Type variations on the term ‘legal jobs’ into Google and you are invited to join one of the many firms offering bespoke positions that allow solicitors to be their own boss. Who would not be tempted to curate their own ‘gig’ (sic) and still pocket a high percentage of billings? These days, it need not stall your upward career trajectory. 

Paul rogerson

Paul Rogerson

As they so often do, Google’s algorithms capture the zeitgeist. One thing we can assuredly say about the legal jobs market in 2020 is that it will continue to morph and fracture in ways that reflect the world around it. Employers – ‘woke’ as never before – are aware that offering more money and the chance to move up does not cut it any more (at least not on its own). Especially in a seller’s market.

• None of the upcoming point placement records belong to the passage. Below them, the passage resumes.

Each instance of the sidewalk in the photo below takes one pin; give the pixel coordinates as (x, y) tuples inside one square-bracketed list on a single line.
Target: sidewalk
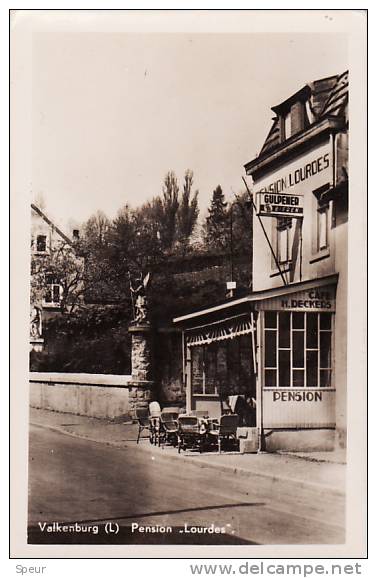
[(303, 470)]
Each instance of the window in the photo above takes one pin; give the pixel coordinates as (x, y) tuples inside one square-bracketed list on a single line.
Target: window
[(222, 367), (41, 243), (52, 291), (297, 349), (287, 119), (284, 239), (322, 227), (321, 222)]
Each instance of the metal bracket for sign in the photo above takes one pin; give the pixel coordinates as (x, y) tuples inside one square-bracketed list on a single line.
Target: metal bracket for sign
[(265, 233)]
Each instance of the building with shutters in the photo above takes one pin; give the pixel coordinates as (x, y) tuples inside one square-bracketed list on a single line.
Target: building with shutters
[(285, 344)]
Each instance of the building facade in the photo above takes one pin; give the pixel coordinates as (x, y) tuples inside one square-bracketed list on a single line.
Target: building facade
[(285, 344), (47, 245)]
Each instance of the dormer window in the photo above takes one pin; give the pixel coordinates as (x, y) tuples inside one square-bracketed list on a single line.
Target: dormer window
[(41, 243)]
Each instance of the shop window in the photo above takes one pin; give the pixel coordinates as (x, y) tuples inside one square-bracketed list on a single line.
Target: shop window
[(222, 368), (297, 349), (284, 240), (52, 290)]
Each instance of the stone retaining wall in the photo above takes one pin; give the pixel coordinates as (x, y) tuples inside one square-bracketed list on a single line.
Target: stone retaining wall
[(101, 396)]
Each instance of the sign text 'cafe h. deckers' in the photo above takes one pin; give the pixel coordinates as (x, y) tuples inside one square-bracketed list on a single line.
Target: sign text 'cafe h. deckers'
[(285, 344)]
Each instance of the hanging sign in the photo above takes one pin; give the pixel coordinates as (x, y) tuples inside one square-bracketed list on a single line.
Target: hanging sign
[(281, 193), (271, 205)]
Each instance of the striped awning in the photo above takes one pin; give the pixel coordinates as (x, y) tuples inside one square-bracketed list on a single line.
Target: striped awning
[(219, 331)]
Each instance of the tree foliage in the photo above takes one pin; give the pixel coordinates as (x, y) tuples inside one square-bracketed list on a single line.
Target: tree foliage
[(217, 223)]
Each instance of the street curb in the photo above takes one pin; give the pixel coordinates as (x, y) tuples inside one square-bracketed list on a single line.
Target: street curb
[(272, 478)]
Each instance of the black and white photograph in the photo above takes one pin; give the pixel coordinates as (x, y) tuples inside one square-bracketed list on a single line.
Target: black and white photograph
[(187, 316)]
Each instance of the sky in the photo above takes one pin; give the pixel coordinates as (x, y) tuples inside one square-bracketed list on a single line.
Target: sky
[(113, 112)]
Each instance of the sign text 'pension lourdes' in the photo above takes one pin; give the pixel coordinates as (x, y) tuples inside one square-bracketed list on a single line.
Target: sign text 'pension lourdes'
[(282, 192)]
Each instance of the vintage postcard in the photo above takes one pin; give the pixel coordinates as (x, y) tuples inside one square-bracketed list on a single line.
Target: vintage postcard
[(188, 244)]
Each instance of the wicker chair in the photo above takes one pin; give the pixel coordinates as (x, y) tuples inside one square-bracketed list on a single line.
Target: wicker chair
[(225, 430)]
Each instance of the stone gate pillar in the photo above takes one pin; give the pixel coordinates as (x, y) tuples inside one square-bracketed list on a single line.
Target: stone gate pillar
[(142, 383)]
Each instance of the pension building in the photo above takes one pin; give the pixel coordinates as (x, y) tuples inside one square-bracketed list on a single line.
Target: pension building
[(284, 344)]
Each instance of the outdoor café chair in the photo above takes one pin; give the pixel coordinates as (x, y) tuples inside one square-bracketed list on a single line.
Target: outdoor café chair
[(225, 430), (169, 427), (155, 422), (142, 416), (190, 433)]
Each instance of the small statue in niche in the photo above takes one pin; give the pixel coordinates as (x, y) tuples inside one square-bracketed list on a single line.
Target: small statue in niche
[(139, 298), (35, 323)]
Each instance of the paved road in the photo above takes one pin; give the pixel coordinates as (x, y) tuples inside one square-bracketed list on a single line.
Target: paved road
[(74, 480)]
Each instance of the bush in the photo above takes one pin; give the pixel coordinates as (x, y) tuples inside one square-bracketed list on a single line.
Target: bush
[(94, 340)]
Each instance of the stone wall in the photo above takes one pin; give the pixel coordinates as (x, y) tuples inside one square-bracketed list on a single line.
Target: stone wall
[(100, 396)]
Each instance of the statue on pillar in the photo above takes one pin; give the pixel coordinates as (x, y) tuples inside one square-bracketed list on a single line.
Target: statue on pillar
[(35, 323), (139, 298)]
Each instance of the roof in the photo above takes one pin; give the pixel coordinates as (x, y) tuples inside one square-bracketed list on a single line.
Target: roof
[(326, 97), (50, 223), (261, 295)]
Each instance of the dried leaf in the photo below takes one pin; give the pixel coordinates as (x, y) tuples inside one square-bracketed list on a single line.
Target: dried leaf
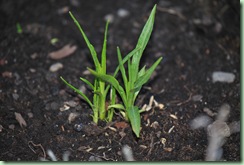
[(63, 52), (20, 119)]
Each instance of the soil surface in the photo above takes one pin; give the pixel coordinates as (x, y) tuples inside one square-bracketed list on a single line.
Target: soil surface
[(195, 39)]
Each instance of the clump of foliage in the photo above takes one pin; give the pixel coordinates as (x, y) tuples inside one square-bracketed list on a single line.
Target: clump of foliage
[(133, 79)]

A recent survey of what is important to associates when considering a job move ranked nine key factors, three of which had nothing to do with salary, prestige or promotion. They were: ‘making the world a better place’; a ‘positive culture and social make-up’; and (of course) work-life balance.

Associates want more money and prestige too, naturally. Who doesn’t? But the emphasis has shifted. Hence, too, the continuing drift of talented solicitors in-house. As Ann-Marie Goodbody, MD of headhunter Major, Lindsey & Africa told Recruiter magazine last week: ‘Law firms with a purpose is a trend likely to continue. The sector is seeking to deliver more meaning to working lives than just the execution of deals and cases, and as such “purpose” is a key driver in attracting talent.’

It is human nature to become restive in January, so if you hope the new year will herald a new job this week’s Gazette Recruitment Supplement offers useful pointers. We look at how the Law Society can give you a leg-up, how to finesse a legal job interview and how solicitors in that tricky first decade can get where they want to be.

I thank our panel of experts for giving freely of their wisdom, including unexpected nuggets such as ‘never accept a cup of tea’.